• Direct Ridership Forecasting
• Transportation User Benefits - SUMMIT
• Simulation of Transit Corridor Operation
• Analogue Station of Transit Corridors Feasibility
• Simulation of Intermodal Centers

Direct Ridership Forecasting
Precise, quick-response alternative for forecasting transit patronage

The feasibility – and fundability -- of a new transit service hinges on ridership projections.  Rail ridership is traditionally forecast with region-wide travel demand models, which often represent a region’s transportation network and land use at an aggregate scale.  These models often are unresponsive to changes in station-level land use and transit service characteristics.  As transit trips often represent a relatively small percentage of the travel considered in regional models, model imprecision can produce erratic swings in location-specific ridership estimates and unreliable transit forecasts. Large, complex models also require substantial and continuing investments of time and money to develop, maintain and operate.

Direct Ridership Models represent a precise, quick-response alternative for forecasting transit patronage.

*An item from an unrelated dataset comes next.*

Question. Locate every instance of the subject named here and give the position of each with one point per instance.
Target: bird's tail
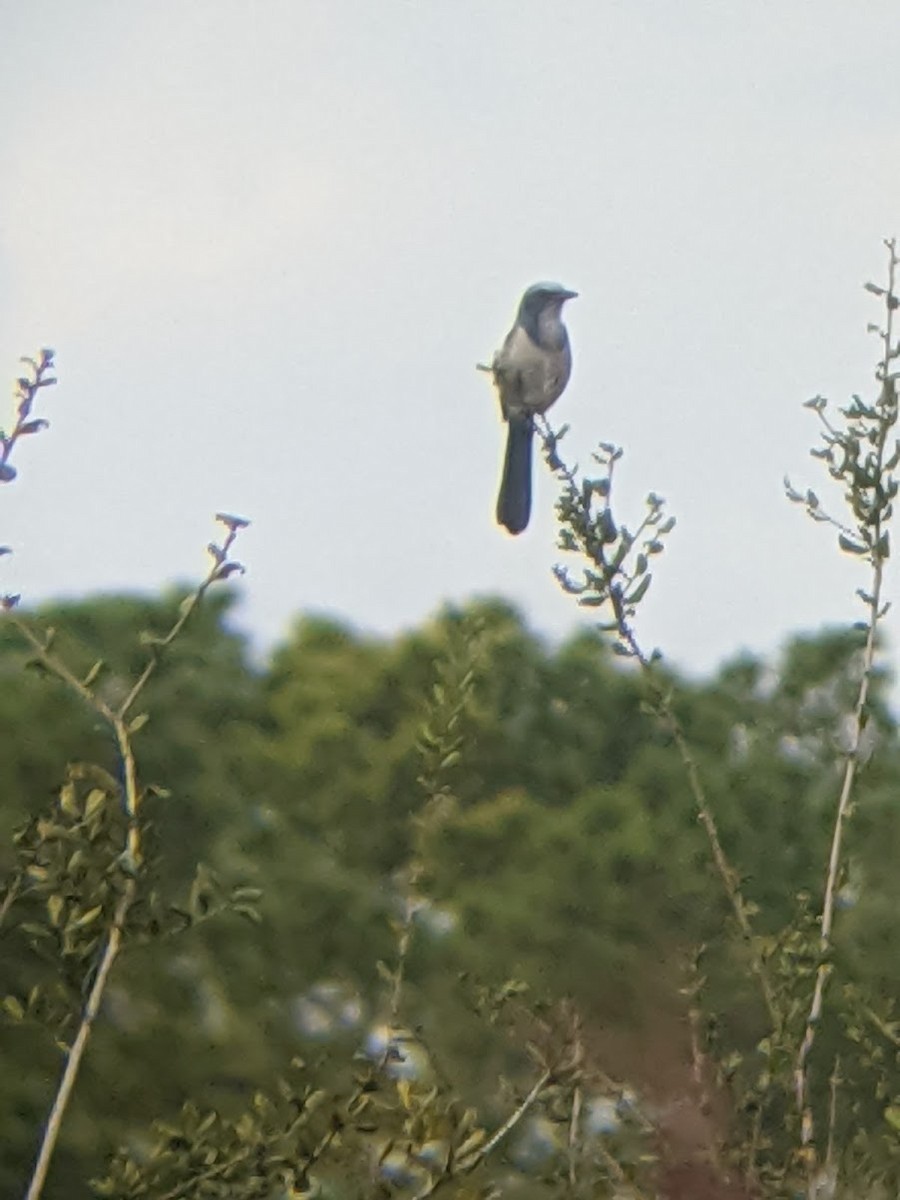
(514, 504)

They are directly and quantitatively responsive to land use and transit service characteristic within the immediate areas of prospective transit stations, and to comparative regional accessibility offered by transit and auto. Direct Ridership Models use multivariate regression based on empirical local data to determine the station characteristics that most influence rail transit patronage for light rail, commuter rail, and heavy rail.  They respond directly to factors such as parking, rail service levels and characteristics, feeder bus levels, as well as data on station-area households and employment to estimate ridership. 

Transportation User Benefits - SUMMIT
SUMMIT quantifies travel benefits of transit investments

FTA's software program SUMMIT quantifies the benefits of potential transit investments. One common use of SUMMIT is to compare the benefits experienced by all travelers from a major transit investment as compared to a low-cost service improvement option. Thematic mapping of results can be used to evaluate how the transit investment might disproportionately benefit different segments of the community, such as neighborhoods with a high proportion of low-income or senior residents. Thematic mapping also pictorially reveals the "winners and losers," those whose travel choices expand if the major investment is constructed (green shades), versus those who would have better choices with the low-cost baseline option (red shades).

Simulation of Transit Corridor Operation
MAX, Bus Rapid Transit, Las Vegas

Fehr & Peers assisted the RTC of Southern Nevada with research of bus rapid transit (BRT) signal priority alternatives and provided corridor-specific recommendations for transit signal priority to be deployed on N. Las Vegas Boulevard for the Metropolitan Area Express (MAX), which is a BRT system using the CIVIS vehicle manufactured in France. To perform the traffic and transit operational analysis, Fehr & Peers used two primary traffic analysis and modeling tools, Synchro 5.0 (for optimizing traffic signal timing and coordination throughout the corridor) and VISSIM (for displaying a dynamic simulation of traffic, transit and pedestrian movement for the entire roadway network).

Fehr & Peers’ modeling effort included developing a VISSIM model to accurately portray existing (baseline) conditions, calibrating and validating the existing model to within 5 percent of existing travel times, and developing VISSIM models to analyze the future project alternatives with and without transit signal priority. Based on the VISSIM simulations, major issues such as MAX vehicles passing CAT buses were identified and addressed. Without the use of simulation, these issues may not have been caught until the vehicles were deployed in the field, which would have severely hindered the implementation schedule.

Analogue Station Analysis Techniques
Assesses the suitability of potential corridors and station sites for different modes of transit, and predicts ridership at potential stations via comparison to existing stations

Station area population and employment, and station transit service levels have proven to be powerful predictors of station ridership, and indicators of areas suitable to different forms of transit. Fehr & Peers has developed databases on nearly 100 station sites in northern California and Utah. These databases include station ridership data as well as station area data on population and employment, transit service levels and other characteristics. For a proposed rail or BRT station site, analogue stations are identified on the basis of station area population and employment and transit service levels and other factors such as park-and-ride facilities. Stations with land use and transit access characteristics comparable to the proposed station site are examined quantitatively and qualitatively. One or more “lower ridership” and “higher ridership” analogue stations are then identified to bracket the ridership potential at the proposed station.

Simulation of Intermodal Centers

An efficient tool to analyze traffic conditions at Intermodal centers (including Transit Oriented Developments) is traffic micro-simulation software. By modeling the behavior of individual vehicles on the roadway system, these analysis tools can accurately represent traffic conditions at Intermodal centers. For example, a micro-simulation model can analyze operations of a rail transit station including buses, passenger pick-ups/drop-offs, and automobile parking. An example output from the micro-simulation model for the San Francisco Transbay Terminal is provided. These tools present results using 2-D and 3-D graphics which are ideal for public meetings and presentations to stakeholders and decision makers.